The heart of every home

The kitchen is more than just the room in which food is prepared. Glen Calleja talks about Tkecnir – an art project that looks into the Maltese way of life from around the kitchen table.

The project involved a team of international and local artists and started with the filming of 20 interviews of people of all ages seated around the kitchen table answering a set of standard questions about what the kitchen actually means to them. Kitchens involved were commercial, communal and domestic in nature to provide a wider variety more representative of Maltese and Gozitan society. 

“As project co-ordinator I put forward the idea and together with an international group we came up with ways to artistically bring to light the Maltese way of life using the kitchen space as point of reference,” Glen Calleja, who is the cultural contact point at the Office of the Prime Minister, says.

A secondary objective to the team was to produce a number of tangible cultural products in diverse media.

“You can tell a lot about a person from visiting their homes. Unfortunately we could only capture visual and audio impressions whilst filming then interviews, however with the book we were able to explore other senses like smells, taste and the general feel you get when you go into someone’s home.”

The project began by filming a series of 20 interviews where candidates answered questions about what the kitchen means to them, who the kitchen reminds them of and memorable stories that took place in the kitchen.

“French anthropologist Elise Billard and myself spent between one and two hours with every interviewee to get just one minute of good film. Whilst we were filming we also had local photographers Gilbert Calleja and Ruben Buhagiar taking still pictures, which we eventually used for the book and a photographic exhibition.

“We wanted to steer the project away from food as much as possible. You do so many other things in the kitchen, children do homework, families meet and talk about the ups and downs of their day, people fight and make up, all around the kitchen table. Unfortunately however the association with food was too strong for some of the interviewees with five or six of them even going as far as preparing us a meal. Food just too obvious an association for an artistic project.
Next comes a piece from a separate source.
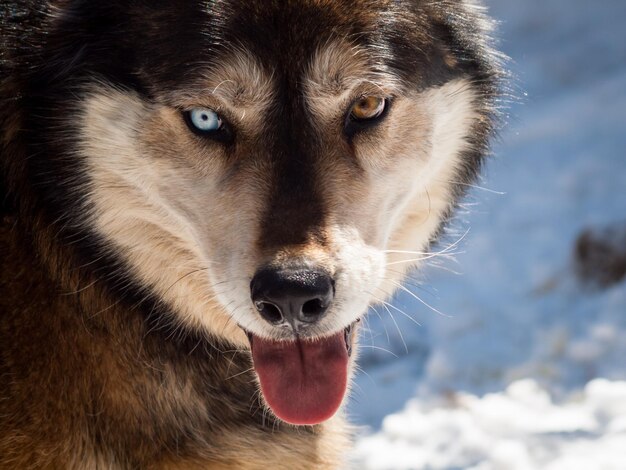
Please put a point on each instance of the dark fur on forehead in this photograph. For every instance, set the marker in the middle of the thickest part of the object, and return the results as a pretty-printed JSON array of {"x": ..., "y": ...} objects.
[{"x": 51, "y": 48}]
“It is the little idiosyncrasies and what they mean to the people living in those kitchens that interested us. One of our first interviews was with an old lady who was wheelchair bound. The walls of her cluttered kitchen were adorned with holy pictures.

“She felt that the kitchen was her control room to the universe, where she could pray for the people in her life and God would intervene on her behalf. An old woman with little control over her own body had somehow managed to feel like she was in control.”
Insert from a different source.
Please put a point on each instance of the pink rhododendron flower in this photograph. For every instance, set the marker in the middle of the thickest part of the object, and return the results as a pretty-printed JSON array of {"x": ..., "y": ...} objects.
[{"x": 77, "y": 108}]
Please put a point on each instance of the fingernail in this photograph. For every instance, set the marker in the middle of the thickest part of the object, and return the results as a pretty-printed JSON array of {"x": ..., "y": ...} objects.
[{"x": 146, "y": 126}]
Calleja describes entering the intimacy of people’s homes as “challenging” but necessary for their research.

“When people get over the initial fear of the camera and begin to open up to you it is very rewarding. One young woman’s mother had passed away six months before our interview and talking about the her kitchen made her remember her mother with fondness, love and a tear or two.”

The interviews act as a dossier of ethnography and they are given an artistic twist. Besides the interviews the group has also launched a book showing photographs and featuring short semi-literary essays based on the stories that came out of the interviews. The interviews have also been reworked into plays transforming the interviews into theatre performances, directed by Italian actor and director Enrico Masseroli, which were held in March. 
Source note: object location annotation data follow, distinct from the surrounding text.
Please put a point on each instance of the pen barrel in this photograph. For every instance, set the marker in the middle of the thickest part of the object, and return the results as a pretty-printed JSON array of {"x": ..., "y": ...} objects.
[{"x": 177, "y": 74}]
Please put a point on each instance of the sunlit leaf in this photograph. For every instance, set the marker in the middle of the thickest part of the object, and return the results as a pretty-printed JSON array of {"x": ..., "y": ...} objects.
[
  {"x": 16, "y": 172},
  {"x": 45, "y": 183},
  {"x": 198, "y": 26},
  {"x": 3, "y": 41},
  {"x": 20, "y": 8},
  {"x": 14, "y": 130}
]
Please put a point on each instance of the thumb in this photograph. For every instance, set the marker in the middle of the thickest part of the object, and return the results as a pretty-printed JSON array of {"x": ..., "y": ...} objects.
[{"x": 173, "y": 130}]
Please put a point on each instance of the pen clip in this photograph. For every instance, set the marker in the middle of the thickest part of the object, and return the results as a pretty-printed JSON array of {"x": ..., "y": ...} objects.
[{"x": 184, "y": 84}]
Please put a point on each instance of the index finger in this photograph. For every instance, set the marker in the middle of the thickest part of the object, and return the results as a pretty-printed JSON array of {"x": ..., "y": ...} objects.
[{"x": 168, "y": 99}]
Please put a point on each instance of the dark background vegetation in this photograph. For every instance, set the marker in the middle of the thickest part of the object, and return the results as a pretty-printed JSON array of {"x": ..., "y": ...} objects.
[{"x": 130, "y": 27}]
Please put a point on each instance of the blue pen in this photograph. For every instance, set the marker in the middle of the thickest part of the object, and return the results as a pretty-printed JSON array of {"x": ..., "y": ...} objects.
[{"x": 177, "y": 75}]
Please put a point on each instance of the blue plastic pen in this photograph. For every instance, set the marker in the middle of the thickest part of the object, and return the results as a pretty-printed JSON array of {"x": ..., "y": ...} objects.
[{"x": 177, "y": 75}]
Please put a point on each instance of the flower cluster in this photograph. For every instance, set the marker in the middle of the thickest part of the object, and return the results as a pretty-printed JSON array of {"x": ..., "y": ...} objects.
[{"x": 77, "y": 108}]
“The kitchen inspires memories, for some more so than others. One couple had two jars filled with corks where every cork had its own story. A 1959 Chateau Lafite brings back memories of the night they cracked open the bottle. Another interesting aspect of the interviews turned out to be the input from family members who were hanging around the house. The background activity often provided peculiar insight into local family life.”

Reactions to the project have been encouraging. “We started out looking for people to interview from our immediate networks. Eventually however we started to get requests from people who were interested in being part of the project. It was interesting to see people dressed up to the nines because the camera crew were coming.:

Calleja talks about his one disappointment in the project, which was not being able to get an interview that took place in an unowned kitchen.

“I wanted to do an interview in a kitchen at a showroom, to find out how long it had been there, waiting for someone to come and bring it to life. I was also somewhat surprised. That sort of thing acts as free advertising so I expected kitchen suppliers to be excited about the project.”